Si afferma la serialità che ha a che fare non con la variazione della verità a partire dal soggetto, ma - come dice Deleuze - con un cambiamento di prospettiva, con la limpida presenza della verità della variazione. L’elemento della serialità incarna quello che è un principio del Manifesto Differenzialista del Lefebvre, il "recupero del ludico" nei termini di lievità esistenziale. Punto, linea, forma, colore.
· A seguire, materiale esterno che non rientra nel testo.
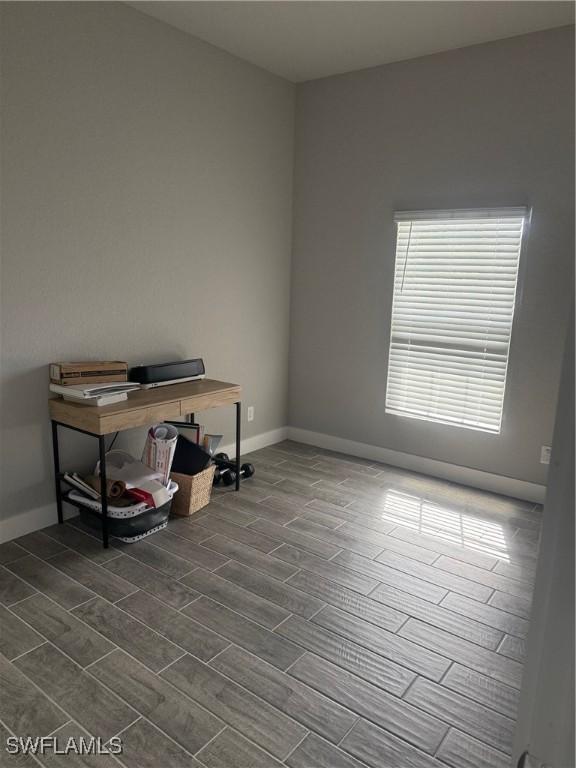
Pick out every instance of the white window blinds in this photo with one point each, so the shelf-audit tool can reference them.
(454, 292)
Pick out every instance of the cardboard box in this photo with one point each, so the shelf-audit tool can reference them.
(90, 372)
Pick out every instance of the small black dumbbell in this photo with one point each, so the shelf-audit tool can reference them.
(227, 474)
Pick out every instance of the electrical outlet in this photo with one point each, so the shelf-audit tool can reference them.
(545, 454)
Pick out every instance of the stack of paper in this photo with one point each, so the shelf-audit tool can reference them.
(159, 449)
(96, 394)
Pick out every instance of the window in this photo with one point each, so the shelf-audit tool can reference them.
(454, 292)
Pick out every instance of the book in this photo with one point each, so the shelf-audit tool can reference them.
(94, 390)
(88, 372)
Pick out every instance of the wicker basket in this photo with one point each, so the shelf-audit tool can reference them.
(194, 493)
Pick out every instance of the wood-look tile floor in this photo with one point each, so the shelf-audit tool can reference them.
(336, 613)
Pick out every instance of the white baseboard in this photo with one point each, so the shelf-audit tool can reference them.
(41, 517)
(31, 520)
(486, 481)
(256, 442)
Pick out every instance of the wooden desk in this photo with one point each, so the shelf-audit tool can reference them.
(143, 407)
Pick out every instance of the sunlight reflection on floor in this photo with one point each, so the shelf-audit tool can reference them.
(457, 527)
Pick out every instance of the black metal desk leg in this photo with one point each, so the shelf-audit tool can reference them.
(238, 415)
(56, 455)
(103, 490)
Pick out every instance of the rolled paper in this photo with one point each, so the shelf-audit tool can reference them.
(114, 488)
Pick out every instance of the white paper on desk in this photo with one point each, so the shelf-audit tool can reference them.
(159, 449)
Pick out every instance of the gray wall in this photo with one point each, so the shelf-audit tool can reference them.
(545, 725)
(146, 216)
(487, 126)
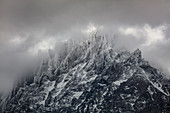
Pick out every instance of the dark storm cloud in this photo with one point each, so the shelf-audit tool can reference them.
(29, 25)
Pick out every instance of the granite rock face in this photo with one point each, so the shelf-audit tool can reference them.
(92, 78)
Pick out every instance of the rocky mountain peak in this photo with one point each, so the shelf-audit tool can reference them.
(90, 77)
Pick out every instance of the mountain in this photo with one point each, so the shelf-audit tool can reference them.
(91, 77)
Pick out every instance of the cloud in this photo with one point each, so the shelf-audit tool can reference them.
(27, 26)
(151, 35)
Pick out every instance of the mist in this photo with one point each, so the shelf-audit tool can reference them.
(32, 26)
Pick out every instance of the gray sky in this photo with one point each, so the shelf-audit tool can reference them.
(27, 26)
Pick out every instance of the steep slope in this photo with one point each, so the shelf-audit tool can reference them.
(92, 78)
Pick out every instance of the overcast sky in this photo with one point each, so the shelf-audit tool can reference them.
(27, 26)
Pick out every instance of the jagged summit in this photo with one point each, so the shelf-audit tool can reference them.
(91, 77)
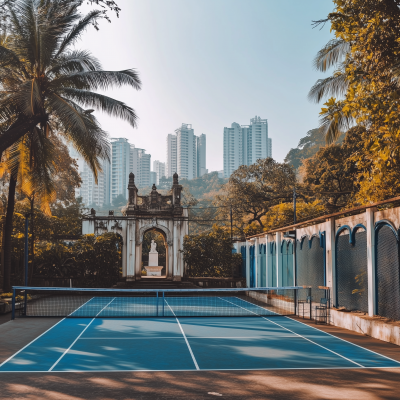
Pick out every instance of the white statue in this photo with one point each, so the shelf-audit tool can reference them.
(153, 247)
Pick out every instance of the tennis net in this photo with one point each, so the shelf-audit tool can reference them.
(129, 303)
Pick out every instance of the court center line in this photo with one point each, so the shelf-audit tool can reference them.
(34, 340)
(87, 326)
(336, 337)
(309, 340)
(184, 336)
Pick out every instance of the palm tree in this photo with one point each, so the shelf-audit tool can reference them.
(48, 88)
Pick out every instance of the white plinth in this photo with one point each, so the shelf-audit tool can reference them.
(153, 271)
(153, 259)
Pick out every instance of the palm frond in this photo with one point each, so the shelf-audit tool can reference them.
(94, 80)
(77, 31)
(331, 54)
(335, 85)
(106, 104)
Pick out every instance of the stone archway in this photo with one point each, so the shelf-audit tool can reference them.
(155, 211)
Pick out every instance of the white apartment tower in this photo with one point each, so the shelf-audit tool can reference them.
(159, 170)
(201, 155)
(172, 157)
(189, 151)
(120, 167)
(244, 145)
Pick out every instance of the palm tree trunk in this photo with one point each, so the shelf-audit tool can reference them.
(7, 234)
(32, 266)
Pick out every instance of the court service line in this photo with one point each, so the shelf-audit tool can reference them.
(87, 326)
(336, 337)
(34, 340)
(184, 336)
(309, 340)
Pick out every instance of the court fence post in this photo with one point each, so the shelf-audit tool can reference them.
(157, 304)
(13, 305)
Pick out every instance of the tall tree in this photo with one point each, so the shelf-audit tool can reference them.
(45, 86)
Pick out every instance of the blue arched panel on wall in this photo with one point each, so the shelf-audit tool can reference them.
(351, 269)
(287, 264)
(243, 269)
(261, 266)
(252, 266)
(271, 248)
(310, 257)
(387, 271)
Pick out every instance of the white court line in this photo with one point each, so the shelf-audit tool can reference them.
(336, 337)
(183, 333)
(191, 337)
(87, 326)
(19, 351)
(309, 340)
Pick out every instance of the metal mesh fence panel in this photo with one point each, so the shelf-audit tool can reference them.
(351, 272)
(310, 264)
(243, 269)
(261, 266)
(387, 273)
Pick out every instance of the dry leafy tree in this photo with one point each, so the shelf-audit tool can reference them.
(252, 190)
(365, 53)
(48, 88)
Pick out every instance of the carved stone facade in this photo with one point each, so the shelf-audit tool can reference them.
(143, 213)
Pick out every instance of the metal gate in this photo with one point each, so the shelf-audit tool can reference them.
(387, 273)
(310, 257)
(252, 266)
(287, 263)
(272, 264)
(261, 266)
(351, 271)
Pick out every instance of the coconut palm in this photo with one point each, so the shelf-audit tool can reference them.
(47, 87)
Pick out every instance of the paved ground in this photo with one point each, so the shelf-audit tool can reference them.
(299, 384)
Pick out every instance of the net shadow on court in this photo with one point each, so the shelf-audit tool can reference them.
(176, 332)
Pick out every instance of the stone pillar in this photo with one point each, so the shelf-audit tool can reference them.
(330, 244)
(267, 257)
(278, 259)
(371, 261)
(131, 244)
(176, 276)
(256, 259)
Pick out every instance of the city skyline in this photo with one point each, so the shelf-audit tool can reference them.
(213, 75)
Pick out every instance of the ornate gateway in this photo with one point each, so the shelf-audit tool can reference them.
(143, 213)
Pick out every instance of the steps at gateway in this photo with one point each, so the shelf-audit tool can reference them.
(155, 283)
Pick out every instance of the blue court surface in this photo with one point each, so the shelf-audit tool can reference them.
(188, 343)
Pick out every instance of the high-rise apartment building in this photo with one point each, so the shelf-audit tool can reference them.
(201, 155)
(188, 150)
(244, 145)
(92, 193)
(159, 169)
(120, 167)
(140, 165)
(172, 156)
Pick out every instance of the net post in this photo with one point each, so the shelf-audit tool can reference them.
(25, 301)
(13, 305)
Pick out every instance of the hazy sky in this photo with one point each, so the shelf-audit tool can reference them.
(213, 62)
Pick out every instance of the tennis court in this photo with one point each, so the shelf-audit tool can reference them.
(182, 333)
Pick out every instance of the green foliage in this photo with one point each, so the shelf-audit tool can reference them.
(210, 254)
(91, 261)
(253, 190)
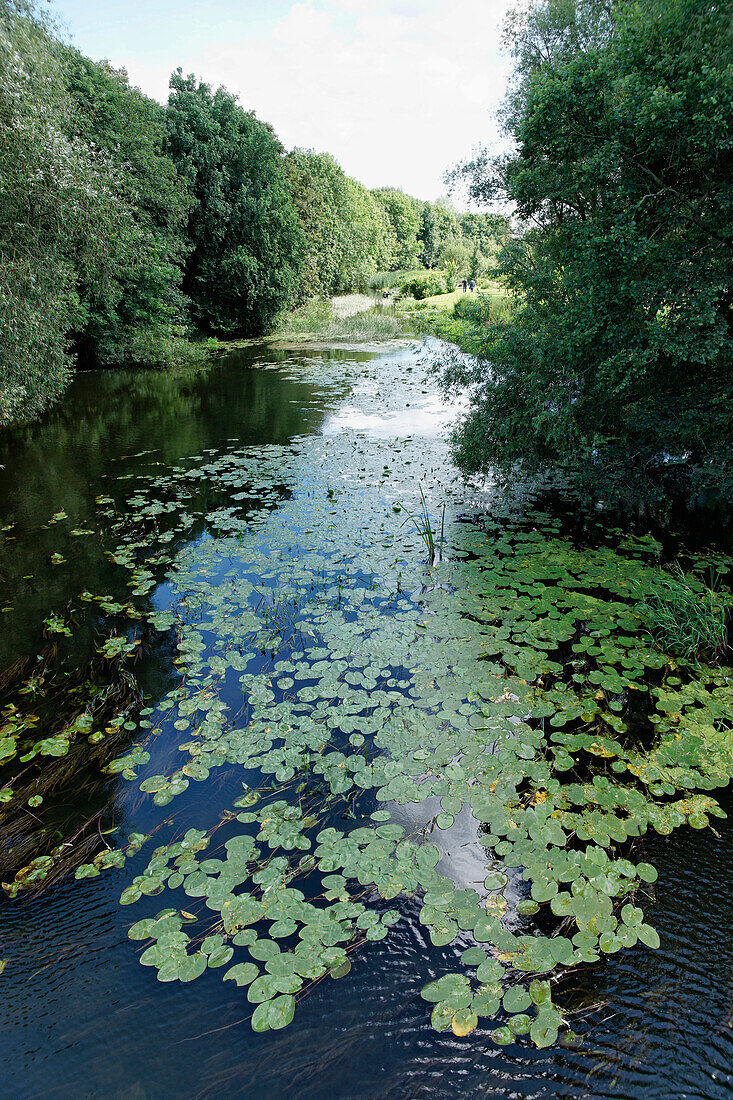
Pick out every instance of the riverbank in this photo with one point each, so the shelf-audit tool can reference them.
(428, 747)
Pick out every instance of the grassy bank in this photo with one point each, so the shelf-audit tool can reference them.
(347, 317)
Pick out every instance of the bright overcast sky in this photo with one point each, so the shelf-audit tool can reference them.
(397, 90)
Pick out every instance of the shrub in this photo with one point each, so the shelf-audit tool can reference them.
(687, 617)
(424, 285)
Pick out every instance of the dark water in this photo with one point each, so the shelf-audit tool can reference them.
(80, 1018)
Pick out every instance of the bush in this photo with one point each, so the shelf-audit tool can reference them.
(425, 285)
(687, 617)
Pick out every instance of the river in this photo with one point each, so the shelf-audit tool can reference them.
(297, 471)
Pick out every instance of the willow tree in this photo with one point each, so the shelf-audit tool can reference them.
(617, 363)
(248, 245)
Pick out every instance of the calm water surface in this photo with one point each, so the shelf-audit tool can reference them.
(79, 1016)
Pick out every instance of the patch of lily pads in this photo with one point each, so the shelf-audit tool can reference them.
(327, 664)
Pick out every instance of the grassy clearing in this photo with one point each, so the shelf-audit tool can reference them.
(363, 327)
(446, 303)
(349, 317)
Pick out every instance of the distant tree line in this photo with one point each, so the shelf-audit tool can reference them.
(126, 227)
(617, 361)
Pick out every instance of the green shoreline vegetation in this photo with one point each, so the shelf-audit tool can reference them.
(572, 691)
(132, 232)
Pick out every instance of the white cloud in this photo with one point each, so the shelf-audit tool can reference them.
(397, 90)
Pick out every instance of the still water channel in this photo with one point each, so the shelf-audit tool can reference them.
(336, 443)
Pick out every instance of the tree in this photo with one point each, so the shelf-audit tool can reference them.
(347, 232)
(248, 244)
(51, 189)
(404, 215)
(130, 293)
(617, 361)
(439, 228)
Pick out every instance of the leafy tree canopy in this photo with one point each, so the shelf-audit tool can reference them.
(348, 234)
(248, 244)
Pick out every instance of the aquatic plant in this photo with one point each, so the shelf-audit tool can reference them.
(423, 525)
(686, 616)
(514, 684)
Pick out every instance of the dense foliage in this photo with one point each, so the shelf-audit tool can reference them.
(47, 184)
(619, 361)
(247, 239)
(128, 228)
(131, 295)
(348, 234)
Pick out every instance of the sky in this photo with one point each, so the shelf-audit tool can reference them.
(396, 90)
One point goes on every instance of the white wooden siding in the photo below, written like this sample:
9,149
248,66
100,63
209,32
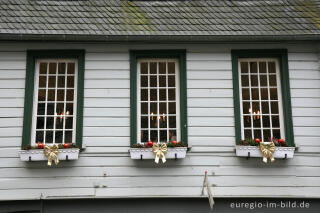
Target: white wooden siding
105,169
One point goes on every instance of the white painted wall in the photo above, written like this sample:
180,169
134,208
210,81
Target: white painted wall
105,168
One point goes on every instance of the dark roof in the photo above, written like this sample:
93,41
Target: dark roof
149,18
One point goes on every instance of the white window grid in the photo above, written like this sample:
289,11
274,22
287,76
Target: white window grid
55,102
158,114
260,100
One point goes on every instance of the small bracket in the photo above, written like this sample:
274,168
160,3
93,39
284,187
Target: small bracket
285,156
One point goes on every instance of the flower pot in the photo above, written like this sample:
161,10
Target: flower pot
146,153
254,151
38,154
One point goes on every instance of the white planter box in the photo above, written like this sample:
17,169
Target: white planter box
254,151
38,155
146,153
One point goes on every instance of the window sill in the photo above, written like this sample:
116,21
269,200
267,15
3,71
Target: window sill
38,155
146,153
254,151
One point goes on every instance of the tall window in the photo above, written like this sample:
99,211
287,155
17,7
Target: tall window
55,95
260,99
158,100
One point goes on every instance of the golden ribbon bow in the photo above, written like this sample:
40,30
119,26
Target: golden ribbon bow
159,150
267,150
51,152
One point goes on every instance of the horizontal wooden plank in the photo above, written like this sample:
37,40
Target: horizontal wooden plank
106,131
106,93
219,112
11,122
209,65
11,93
12,65
211,74
107,121
210,84
11,102
98,64
306,65
304,112
304,74
11,131
304,56
305,93
105,112
210,93
107,56
14,84
107,141
12,74
210,121
305,84
11,112
107,84
211,131
210,102
107,74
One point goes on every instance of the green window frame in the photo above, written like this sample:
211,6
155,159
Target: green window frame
282,56
32,57
179,55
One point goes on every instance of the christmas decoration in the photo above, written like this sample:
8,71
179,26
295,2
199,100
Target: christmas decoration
160,150
267,149
51,152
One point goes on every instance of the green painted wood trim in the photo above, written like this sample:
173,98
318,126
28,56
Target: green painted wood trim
32,56
181,56
282,55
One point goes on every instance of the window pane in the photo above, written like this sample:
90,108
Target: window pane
262,67
71,68
244,80
52,68
144,81
144,95
162,94
171,67
244,67
153,68
246,107
265,107
58,136
162,68
49,136
245,94
43,81
144,108
61,81
144,121
40,123
70,81
273,94
52,82
42,95
172,108
254,80
253,67
171,81
39,137
62,68
43,68
272,67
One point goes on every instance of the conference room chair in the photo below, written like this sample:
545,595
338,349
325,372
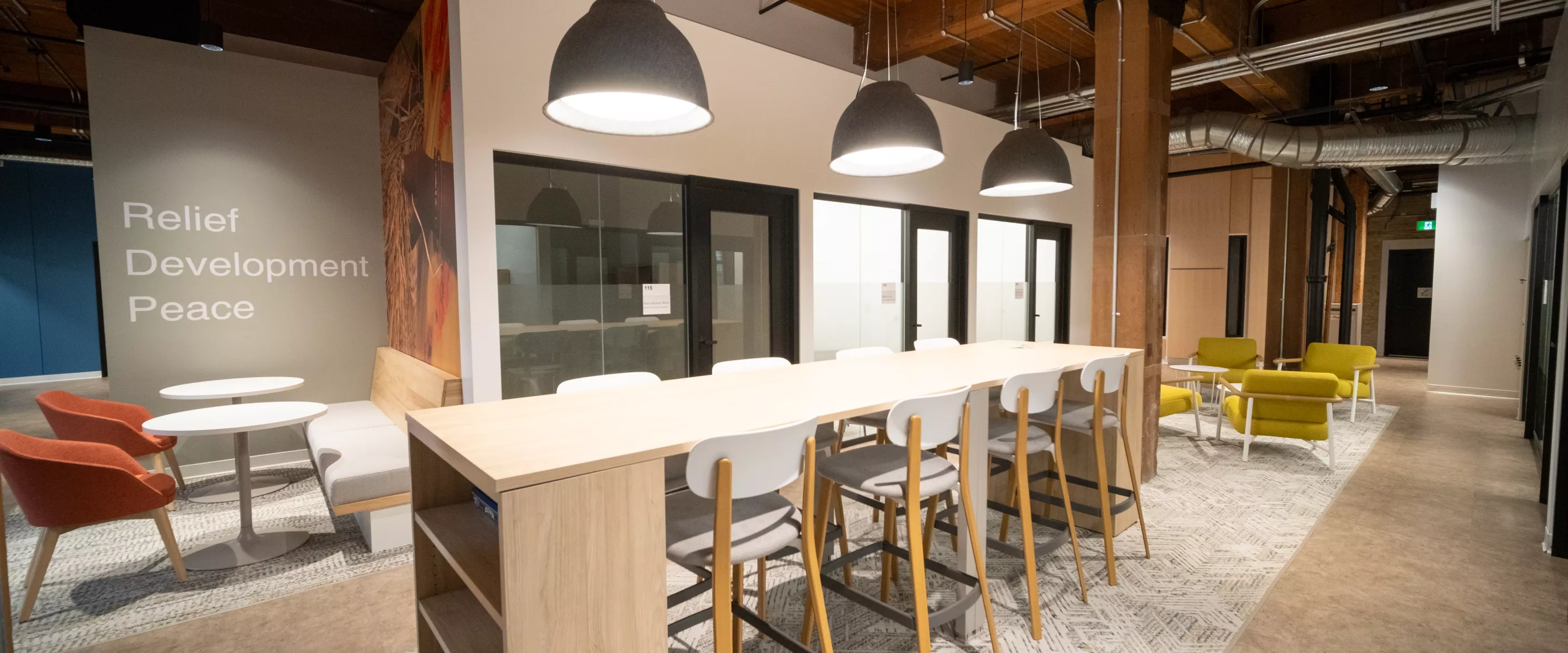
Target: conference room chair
1177,400
733,511
1235,354
111,423
1352,364
1101,378
1016,441
935,343
907,472
1296,404
63,486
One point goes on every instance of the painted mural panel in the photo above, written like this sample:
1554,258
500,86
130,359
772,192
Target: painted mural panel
418,193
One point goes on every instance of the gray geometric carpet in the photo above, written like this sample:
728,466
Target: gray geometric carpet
115,580
1221,531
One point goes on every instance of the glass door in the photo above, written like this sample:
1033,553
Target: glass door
744,300
936,272
1048,273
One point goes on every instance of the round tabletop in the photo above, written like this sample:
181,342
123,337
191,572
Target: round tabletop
228,389
1202,368
232,418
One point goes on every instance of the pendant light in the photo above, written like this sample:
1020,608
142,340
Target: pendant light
626,70
667,220
1027,162
888,131
555,207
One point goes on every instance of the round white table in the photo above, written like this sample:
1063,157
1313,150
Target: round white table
250,544
236,390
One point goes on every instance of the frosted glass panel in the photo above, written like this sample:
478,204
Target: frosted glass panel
858,279
1045,290
934,268
1001,265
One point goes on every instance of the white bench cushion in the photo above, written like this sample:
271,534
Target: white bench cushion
348,416
361,464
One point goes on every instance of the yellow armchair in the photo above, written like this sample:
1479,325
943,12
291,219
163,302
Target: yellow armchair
1235,354
1351,364
1296,404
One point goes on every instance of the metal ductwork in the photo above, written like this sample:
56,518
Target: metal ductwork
1451,143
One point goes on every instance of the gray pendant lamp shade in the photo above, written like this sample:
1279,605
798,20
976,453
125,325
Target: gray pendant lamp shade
667,220
555,207
624,70
1026,163
888,131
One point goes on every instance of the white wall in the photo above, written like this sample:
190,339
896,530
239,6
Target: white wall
1478,284
774,124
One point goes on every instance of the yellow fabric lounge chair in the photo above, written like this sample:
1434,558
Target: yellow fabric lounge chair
1178,400
1297,404
1235,354
1352,364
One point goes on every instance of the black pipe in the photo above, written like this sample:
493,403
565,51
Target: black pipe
1235,167
1347,263
1318,257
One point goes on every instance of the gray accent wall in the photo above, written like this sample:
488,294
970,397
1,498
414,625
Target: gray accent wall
281,268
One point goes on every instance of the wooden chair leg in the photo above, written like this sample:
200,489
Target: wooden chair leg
1137,494
763,588
175,469
1026,531
35,574
891,536
167,531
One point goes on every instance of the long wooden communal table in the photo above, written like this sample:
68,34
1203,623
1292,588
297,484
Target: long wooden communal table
578,558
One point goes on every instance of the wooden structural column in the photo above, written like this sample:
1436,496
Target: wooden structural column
1130,206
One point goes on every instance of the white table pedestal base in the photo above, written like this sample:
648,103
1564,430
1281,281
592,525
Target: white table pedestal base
250,545
229,491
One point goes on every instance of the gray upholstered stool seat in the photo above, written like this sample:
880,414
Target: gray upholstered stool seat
1076,416
882,470
1004,439
759,527
877,420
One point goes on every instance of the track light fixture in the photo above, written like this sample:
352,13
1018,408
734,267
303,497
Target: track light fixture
626,70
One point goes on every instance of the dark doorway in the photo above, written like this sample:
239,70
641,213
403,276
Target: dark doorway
1407,304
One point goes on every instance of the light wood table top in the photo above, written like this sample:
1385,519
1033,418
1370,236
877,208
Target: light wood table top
504,445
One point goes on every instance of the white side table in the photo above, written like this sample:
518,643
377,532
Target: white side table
236,390
250,544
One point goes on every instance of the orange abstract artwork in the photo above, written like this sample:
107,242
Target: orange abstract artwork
419,211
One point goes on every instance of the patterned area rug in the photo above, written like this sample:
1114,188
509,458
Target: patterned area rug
1221,531
115,580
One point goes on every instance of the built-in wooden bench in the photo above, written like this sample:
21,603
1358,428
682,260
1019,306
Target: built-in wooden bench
359,448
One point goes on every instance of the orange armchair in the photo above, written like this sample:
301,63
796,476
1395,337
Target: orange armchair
63,486
111,423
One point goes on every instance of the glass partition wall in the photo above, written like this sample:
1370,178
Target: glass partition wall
1023,281
593,273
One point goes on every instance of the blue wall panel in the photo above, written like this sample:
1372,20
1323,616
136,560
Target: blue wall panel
63,232
21,350
47,286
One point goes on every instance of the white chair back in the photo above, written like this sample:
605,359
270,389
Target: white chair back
940,417
1042,390
1112,365
861,353
606,381
730,367
759,461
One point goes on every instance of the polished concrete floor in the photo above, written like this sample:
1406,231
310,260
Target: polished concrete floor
1434,545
Le "correspondances" legano allora le diagonali e i colori di Dorazio ai suoni del sax poderoso di Parker, amplificandone i confini, ("La lontananza aperte alla misura" del 1988 è il titolo del grande quadro, come le piramidi sonore di Monk, nel suo tipico fraseggio spezzato, ai tagli contrastanti ed ai colori stridenti di "Fa giorno Vassily" o di "Kasimiro medio", tanto per scherzare.
Lo stesso vale per il vigore e l’energia di Mingus e gli spazi definiti e precisi sulla tela: come pennarelli nella loro scatola, nella continuità ritmica della loro disposizione stanno i colori di "Colonna"... E poi in rapida successione i fittissimi reticoli del "Lento die" e del bellissimo "Antitetic, the Poet’s Room II", del ’59 del suono cool, avvolgente e sensuale della tromba di Davis; i segmenti sonori di Coltrane e le strisce in diagonale del nostro; l’emozione pura del piano di Evans e la grisaille, il pointillisme del pittore fino ai blu de "I due mari" in riferimento al blues e alla carica di dolore che si porta dietro.
Ma a un certo punto la purezza geometrica, la "dorata monotonia"... aiuto, mi gira la testa!...
P. S. Presso il Museo sono previsti altri due concerti: lunedì 19 febbraio, ore 21: "Tribute to Bill Evans", con E. Pierannunzi e M. Johnson; venerdì 9 marzo, ore 21: "Bird of the Cool", con Fabrizio Bosso e The Jimmy Cobb Trio.